Simon two-stage (Phase II)

simon_two_stage supports post_hoc and sensitivity only.

power_compute("simon_two_stage", "post_hoc", p0 = 0.2, p1 = 0.4,
              r1 = 4, r = 10, n1 = 20, n2 = 20, alpha = 0.05)
#> ggpower result
#> Test: Clinical: Simon two-stage Phase II design
#> Analysis: post_hoc
#> 
#> Input parameters
#>   p0: 0.2
#>   p1: 0.4
#>   alpha: 0.05
#>   target_power: 0.8
#>   stage1_n: 20
#>   stage1_r: 4
#>   stage2_n: 20
#>   total_r: 10
#> 
#> 
#> Output parameters
#>   power: 0.9156202
#>   type_i_error: 0.05954113
#>   total_sample_size: 40
#>   expected_sample_size: 38.98096
#> 
#> 
#> Notes
#> - Simon optimal/minimax design power for specified (n1,r1,n2,r).

Cluster RCT

power_compute("cluster_rct", "a_priori", d = 0.4, icc = 0.05,
              cluster_size = 10, n_clusters = 20, alpha = 0.05, power = 0.8)
#> ggpower result
#> Test: Clinical: Cluster-randomized trial
#> Analysis: a_priori
#> 
#> Input parameters
#>   tails: two
#>   effect_size_d: 0.4
#>   icc: 0.05
#>   cluster_size: 10
#>   n_clusters_per_arm: 16
#>   alpha: 0.05
#>   target_power: 0.8
#> 
#> 
#> Output parameters
#>   design_effect: 1.45
#>   effective_n_per_arm: 110.3448
#>   noncentrality_parameter: 2.971125
#>   total_sample_size: 320
#>   actual_power: 0.8198668
#> 
#> 
#> Notes
#> - Design effect DE = 1 + (m-1)*ICC applied to two-arm cluster RCT.
#> - A priori sample sizes are rounded up to integer values and actual power is recomputed.

Survival endpoints

power_compute("survival_pmu", "a_priori", hazard_ratio = 0.65,
              event_rate = 0.5, alpha = 0.05, power = 0.8)
#> ggpower result
#> Test: Clinical: Survival endpoint (log-rank / Cox framework)
#> Analysis: a_priori
#> 
#> Input parameters
#>   tails: two
#>   hazard_ratio: 0.65
#>   event_rate: 0.5
#>   allocation_ratio: 1
#>   total_sample_size: 339
#>   alpha: 0.05
#>   target_power: 0.8
#> 
#> 
#> Output parameters
#>   expected_events: 169.5
#>   z_statistic: 2.804228
#>   actual_power: 0.80074
#> 
#> 
#> Notes
#> - Schoenfeld/Freedman log-rank approximation for equal follow-up.
#> - A priori sample sizes are rounded up to integer values and actual power is recomputed.

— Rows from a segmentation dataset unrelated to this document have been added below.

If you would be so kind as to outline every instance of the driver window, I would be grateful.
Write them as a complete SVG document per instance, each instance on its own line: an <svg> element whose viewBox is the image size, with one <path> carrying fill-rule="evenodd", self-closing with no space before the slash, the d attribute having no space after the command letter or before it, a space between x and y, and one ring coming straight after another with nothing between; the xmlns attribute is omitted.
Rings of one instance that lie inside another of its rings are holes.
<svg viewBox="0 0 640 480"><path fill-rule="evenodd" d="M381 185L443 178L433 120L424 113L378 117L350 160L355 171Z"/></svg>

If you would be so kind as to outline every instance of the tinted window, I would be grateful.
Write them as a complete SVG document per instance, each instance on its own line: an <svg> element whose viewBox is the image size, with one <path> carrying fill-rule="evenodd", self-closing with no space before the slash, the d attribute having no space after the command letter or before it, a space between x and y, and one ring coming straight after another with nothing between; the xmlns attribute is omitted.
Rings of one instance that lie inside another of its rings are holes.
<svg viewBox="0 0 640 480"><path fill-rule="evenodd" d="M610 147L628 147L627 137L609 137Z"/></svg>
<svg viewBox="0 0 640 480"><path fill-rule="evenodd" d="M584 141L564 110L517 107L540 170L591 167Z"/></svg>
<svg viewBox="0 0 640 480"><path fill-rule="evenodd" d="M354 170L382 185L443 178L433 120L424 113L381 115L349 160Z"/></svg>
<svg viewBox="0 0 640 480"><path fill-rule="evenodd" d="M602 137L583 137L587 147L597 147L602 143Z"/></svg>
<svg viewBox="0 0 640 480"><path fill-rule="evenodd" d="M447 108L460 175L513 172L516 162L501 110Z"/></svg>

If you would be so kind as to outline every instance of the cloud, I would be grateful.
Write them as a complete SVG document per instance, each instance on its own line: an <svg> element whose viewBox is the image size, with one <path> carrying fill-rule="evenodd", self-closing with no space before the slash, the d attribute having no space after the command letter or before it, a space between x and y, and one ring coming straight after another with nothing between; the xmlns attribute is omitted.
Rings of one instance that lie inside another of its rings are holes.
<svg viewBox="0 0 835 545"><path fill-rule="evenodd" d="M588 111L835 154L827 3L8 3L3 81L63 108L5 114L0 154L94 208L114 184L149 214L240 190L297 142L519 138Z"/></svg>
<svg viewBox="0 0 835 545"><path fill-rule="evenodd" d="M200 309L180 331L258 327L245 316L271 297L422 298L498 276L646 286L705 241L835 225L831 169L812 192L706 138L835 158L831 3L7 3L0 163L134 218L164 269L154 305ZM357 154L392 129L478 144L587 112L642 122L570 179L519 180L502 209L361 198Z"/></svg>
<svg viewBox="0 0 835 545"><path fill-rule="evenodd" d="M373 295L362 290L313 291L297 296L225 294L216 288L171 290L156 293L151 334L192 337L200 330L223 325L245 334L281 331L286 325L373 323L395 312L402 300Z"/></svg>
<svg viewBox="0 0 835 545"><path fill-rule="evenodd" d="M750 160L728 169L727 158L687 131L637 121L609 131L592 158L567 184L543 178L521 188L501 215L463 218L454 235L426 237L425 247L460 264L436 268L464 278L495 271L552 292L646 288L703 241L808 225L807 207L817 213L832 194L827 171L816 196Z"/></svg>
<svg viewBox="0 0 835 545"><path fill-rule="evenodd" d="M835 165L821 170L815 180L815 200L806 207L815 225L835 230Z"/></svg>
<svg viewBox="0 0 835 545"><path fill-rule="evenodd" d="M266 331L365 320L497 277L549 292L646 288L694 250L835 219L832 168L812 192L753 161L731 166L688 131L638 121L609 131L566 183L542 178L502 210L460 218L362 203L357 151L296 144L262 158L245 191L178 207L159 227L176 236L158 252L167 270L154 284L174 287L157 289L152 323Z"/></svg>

Binary and count endpoints

power_compute("rct_superiority_binary", "post_hoc", p0 = 0.3, p1 = 0.45,
              alpha = 0.025, n1 = 120, n2 = 120)
#> ggpower result
#> Test: Clinical: RCT superiority (binary endpoint)
#> Analysis: post_hoc
#> 
#> Input parameters
#>   tails: less
#>   p_group_1: 0.3
#>   p_group_2: 0.45
#>   alpha: 0.025
#>   sample_size_group_1: 120
#>   sample_size_group_2: 120
#> 
#> 
#> Output parameters
#>   effect_size_h: 0.3113494
#>   total_sample_size: 240
#>   power: 0.6319254
#> 
#> 
#> Notes
#> - Fisher exact power enumerates all two-binomial outcome pairs and sums outcomes rejected by Fisher's exact test.
power_compute("count_endpoint_poisson", "a_priori", exp_beta1 = 1.3,
              base_rate = 0.85, exposure = 1, alpha = 0.05, power = 0.9,
              total_n = 250)
#> ggpower result
#> Test: Clinical: Count endpoint (Poisson regression)
#> Analysis: a_priori
#> 
#> Input parameters
#>   tails: two
#>   exp_beta1: 1.3
#>   base_rate: 0.85
#>   exposure: 1
#>   alpha: 0.05
#>   total_sample_size: 180
#>   r2_other_x: 0
#>   x_variance: 1
#>   target_power: 0.9
#> 
#> 
#> Output parameters
#>   critical_z: -1.959964,  1.959964
#>   beta1: 0.2623643
#>   actual_power: 0.9006568
#> 
#> 
#> Notes
#> - Poisson regression support uses a large-sample Wald approximation; exact enumeration is a future refinement.
#> - A priori sample sizes are rounded up to integer values and actual power is recomputed.